Carbon Credit System

Global warming and other climate changes due to over-industrialization coupled with depleting natural resources were the primary reasons why the Kyoto protocol happened, which is an international treaty established in order to commit State parties to the reduction of greenhouse gases emission based on the premises that global warming exists and that man made CO2 emissions have caused the same. Under said arrangement, carbon emissions or lack thereof, are converted to an “economic commodity” and the same are traded in the form of carbon credits.

The carbon credit market works on a concept known as “polluter pays” and cap and trade principle. Notably however, countries like USA, India and China do not have mandatory caps.

The easiest way to explain the CCS is with an example. Assume that two companies, A and B, in the same sector have been given a carbon emission allowance of 10 tons that is to say that they can release 10 tons in the atmosphere unfettered. Now, A being a company relying on wind-power emits only 8 tons in contrast to B emitting 12 tons due to being powered by coal. The CCS allows A to sell his surplus credits (two carbon credits as it is the difference between permissible and actual emission) to B so that B can pay for exceeding the emission level.

As we can see, this procedure encourages companies to make changes in order to reduce their gas emissions and respect their allotted amount. The companies who surpass their allowable emissions must pay for the surplus by buying more permits. Another important aspect is that it encourages companies to emit less in order to acquire extra profit by selling their right to pollute.

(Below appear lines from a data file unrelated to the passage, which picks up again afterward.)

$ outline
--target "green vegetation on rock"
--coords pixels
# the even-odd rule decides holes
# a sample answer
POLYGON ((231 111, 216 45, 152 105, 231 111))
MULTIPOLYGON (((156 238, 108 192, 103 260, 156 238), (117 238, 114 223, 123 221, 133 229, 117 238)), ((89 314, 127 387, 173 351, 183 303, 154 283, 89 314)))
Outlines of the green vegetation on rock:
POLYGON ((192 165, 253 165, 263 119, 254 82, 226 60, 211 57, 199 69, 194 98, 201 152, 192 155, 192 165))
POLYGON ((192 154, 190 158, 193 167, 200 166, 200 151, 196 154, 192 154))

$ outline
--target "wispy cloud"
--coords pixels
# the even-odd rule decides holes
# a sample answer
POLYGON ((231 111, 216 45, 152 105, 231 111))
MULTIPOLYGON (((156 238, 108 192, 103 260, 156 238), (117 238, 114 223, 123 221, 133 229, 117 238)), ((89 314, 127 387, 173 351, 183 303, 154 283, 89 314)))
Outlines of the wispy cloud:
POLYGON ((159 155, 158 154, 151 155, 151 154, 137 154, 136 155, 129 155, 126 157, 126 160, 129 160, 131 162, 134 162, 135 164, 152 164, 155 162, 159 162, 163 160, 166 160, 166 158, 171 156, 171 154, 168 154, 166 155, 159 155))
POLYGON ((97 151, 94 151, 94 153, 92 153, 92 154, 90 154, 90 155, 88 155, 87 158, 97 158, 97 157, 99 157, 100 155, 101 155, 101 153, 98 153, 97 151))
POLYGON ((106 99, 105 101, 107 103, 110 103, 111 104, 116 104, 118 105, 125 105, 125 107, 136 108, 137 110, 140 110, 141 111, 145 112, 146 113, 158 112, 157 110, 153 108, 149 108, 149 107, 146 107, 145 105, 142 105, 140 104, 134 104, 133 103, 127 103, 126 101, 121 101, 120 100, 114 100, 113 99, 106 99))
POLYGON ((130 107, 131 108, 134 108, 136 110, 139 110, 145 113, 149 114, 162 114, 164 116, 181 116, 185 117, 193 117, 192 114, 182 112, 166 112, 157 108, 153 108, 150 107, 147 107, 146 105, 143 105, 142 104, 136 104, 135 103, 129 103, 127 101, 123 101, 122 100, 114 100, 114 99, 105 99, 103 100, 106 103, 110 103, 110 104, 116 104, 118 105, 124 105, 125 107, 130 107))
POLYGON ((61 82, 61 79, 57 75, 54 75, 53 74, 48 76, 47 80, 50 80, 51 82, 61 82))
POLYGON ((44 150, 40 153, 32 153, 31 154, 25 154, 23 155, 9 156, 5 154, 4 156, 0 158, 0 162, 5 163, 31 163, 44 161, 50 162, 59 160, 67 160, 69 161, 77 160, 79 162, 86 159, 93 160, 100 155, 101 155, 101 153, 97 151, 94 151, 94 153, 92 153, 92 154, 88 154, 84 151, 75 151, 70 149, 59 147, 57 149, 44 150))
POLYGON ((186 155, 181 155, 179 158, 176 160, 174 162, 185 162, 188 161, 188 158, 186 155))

Of course, like any scheme, his too has been subject to a lot of criticism, the key ones being listed below.

While Carbon credits are often hailed as a savior as the polluters pay for the pollution, the issue of fake carbon credits has been propping up for quite some time now, with companies investing into dams solely for the purpose of credits and not for the benefit a dam offers in itself. This is problematic since the dam then undermines the objective of the Kyoto protocol and causes increased problems.

It is left to the international community to see then and consider truly whether market mechanisms can ever properly solve the problems created by the market itself.